On or around October 15, 2020, Puerto Rico’s Firefighting Department disclosed a security breach in which unidentified threat actors infiltrated its database servers. The attackers encrypted the department’s servers and subsequently sent an email notification to the organization, explicitly stating they had executed the encryption and demanding a $600,000 ransom payment for decryption. The department’s director, Alberto Cruz, publicly confirmed the incident but emphasized that the attack did not disrupt the agency’s emergency response capabilities, ensuring continued operational readiness for firefighting and rescue missions. Upon discovering the breach, the department immediately engaged local law enforcement authorities to investigate the intrusion. Officials stated they refused to negotiate with or pay the ransom demanded by the attackers, adhering to a no-concession stance. The Associated Press reported these developments, noting the department’s cooperation with police and the ongoing status of the investigation at the time of disclosure.
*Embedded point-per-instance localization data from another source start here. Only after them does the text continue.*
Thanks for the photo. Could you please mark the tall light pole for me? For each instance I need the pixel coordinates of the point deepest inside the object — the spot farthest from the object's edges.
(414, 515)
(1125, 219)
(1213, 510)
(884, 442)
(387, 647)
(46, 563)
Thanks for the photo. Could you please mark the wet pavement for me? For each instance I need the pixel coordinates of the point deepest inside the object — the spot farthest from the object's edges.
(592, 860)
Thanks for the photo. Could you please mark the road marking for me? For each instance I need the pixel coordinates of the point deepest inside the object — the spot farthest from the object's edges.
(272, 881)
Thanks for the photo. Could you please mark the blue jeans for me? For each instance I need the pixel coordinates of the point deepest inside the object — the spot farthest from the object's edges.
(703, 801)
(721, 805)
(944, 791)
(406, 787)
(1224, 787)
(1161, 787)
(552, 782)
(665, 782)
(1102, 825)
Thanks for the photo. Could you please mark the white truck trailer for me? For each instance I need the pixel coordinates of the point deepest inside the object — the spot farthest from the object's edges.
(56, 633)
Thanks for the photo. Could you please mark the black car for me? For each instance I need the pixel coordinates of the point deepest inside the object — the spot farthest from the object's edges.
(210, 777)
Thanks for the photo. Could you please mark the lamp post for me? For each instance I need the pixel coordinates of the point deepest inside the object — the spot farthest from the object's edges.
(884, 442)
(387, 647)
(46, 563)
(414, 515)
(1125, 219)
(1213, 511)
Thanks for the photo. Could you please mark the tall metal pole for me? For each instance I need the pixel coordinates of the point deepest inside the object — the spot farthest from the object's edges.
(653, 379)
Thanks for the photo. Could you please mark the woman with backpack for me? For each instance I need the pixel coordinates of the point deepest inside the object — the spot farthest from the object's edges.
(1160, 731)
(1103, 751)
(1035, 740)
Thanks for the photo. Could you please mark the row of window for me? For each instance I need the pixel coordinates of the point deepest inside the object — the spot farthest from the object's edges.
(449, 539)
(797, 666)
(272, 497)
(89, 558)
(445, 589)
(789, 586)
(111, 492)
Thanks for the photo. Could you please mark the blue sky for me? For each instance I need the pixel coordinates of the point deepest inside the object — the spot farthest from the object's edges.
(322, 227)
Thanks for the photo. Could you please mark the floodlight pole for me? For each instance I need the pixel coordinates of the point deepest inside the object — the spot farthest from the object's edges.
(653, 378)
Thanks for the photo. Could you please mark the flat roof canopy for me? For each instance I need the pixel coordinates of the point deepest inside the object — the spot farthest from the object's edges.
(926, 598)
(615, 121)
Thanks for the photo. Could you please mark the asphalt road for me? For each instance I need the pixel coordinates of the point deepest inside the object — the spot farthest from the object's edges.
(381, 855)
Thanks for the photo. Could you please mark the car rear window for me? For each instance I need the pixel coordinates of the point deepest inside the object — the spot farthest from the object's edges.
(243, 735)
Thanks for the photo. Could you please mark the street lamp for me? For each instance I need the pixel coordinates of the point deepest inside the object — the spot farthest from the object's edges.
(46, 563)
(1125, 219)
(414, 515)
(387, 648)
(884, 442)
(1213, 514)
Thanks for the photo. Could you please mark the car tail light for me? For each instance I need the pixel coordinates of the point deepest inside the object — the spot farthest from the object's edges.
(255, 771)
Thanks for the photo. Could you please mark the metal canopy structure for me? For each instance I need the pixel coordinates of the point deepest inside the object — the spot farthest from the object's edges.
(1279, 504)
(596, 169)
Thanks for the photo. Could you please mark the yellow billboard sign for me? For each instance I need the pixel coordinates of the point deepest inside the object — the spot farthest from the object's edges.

The incident’s primary impact was limited to the compromise and encryption of internal servers, with no reported exfiltration or public leakage of sensitive data. Director Cruz reiterated that critical emergency services remained fully functional throughout the attack and its aftermath, mitigating risks to public safety. Law enforcement agencies assumed lead responsibility for forensic analysis and attribution, though no details regarding the attackers’ identity, infrastructure, or initial attack vector were disclosed publicly. The department maintained its operational continuity by relying on unaffected systems or procedural redundancies, though specific technical containment measures were not detailed. The investigation remained active as of the initial reporting date, with no subsequent resolution or additional compromises disclosed in the available source material.